All working population cost salary, but population working in manufactories give income.
By increasing the size of the population the salary per worker rises (bigger organizations need more managers) so the bigger the colony the more expensive it will be to produce there, aside from the extra costs of surpassing Facility Points (FPs). This encourages building multiple medium-sized colonies instead of one big colony.
Tax rate can be removed, morale (which only drops because of unemployment or lack of housing) is only needed for determining population growth or decline. If there are not enough manufactories (e.g. when the player is using too many facility points, or the manufactories are still under construction), A player can opt to pay unemployment benefits (welfare) to prevent population from leaving when he does not use his factories, his population leaving because there is no work.
The result is roughly the same as the current system but more realistic. By tweaking the link between salary level (pop does not like to live in an overcrowded city or nearly alone somewhere far away in space), and population size or colony location, the game masters can financially encourage or punish certain colony setups by players.
I like the idea of replacing taxes with a facility that produces income. At least that way you have to make a tradeoff rather than just making money from everyone regardless of what they're doing.
Another possibility is the idea you mentioned about selling goods to an NPC trader, only instead of requiring the player to take the goods too the trader, just allow the player to sell to the NPC via the Tradepost.

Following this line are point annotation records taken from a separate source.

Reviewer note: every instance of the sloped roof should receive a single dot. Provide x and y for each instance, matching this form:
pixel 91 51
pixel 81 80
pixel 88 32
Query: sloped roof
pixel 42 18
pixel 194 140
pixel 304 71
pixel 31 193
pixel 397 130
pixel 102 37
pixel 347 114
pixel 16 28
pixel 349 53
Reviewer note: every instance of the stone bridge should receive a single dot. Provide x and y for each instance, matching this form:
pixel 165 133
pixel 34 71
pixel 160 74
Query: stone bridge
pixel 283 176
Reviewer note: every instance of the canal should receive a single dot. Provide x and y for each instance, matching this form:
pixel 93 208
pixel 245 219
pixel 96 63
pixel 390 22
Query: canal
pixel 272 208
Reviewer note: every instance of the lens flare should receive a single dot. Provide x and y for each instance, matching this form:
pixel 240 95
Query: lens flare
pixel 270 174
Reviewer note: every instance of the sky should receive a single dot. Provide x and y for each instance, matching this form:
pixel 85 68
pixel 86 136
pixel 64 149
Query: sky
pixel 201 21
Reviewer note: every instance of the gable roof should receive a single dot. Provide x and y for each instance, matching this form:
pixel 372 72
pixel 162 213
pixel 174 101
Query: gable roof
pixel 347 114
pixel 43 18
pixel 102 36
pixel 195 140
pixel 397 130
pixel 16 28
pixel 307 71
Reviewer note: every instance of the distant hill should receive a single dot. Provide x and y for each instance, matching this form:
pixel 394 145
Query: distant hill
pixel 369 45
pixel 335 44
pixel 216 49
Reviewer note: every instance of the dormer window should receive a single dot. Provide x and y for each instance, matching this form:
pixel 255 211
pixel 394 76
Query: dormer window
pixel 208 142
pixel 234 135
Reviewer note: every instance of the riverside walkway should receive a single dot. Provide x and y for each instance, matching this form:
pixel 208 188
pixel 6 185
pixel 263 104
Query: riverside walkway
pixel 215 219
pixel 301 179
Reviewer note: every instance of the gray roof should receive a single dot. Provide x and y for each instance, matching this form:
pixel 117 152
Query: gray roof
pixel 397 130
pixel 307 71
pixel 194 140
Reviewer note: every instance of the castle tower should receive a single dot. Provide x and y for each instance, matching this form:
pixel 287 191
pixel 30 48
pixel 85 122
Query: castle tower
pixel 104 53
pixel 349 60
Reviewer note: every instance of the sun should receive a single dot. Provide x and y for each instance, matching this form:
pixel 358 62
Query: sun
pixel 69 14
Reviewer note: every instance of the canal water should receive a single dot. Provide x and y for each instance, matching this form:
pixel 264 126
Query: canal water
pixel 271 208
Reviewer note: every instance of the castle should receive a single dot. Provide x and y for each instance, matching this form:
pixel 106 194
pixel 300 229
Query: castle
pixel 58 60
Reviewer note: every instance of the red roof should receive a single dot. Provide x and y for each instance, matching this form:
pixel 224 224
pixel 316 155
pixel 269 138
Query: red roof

If we wanted to expand on it, we could have a variety of consumer goods on a list with various properties that they like. Then allow the player to build a particular good using a particular mineral/material and have the price paid to the player go up with materials that more closely match the desired properties. Allow the manufacture of consumer goods with no minerals for the lowest income, as well as the manufacture of goods with minerals or materials for better income (vastly higher for a close or perfect match to the desired properties). You could imagine, for example, consumer car production.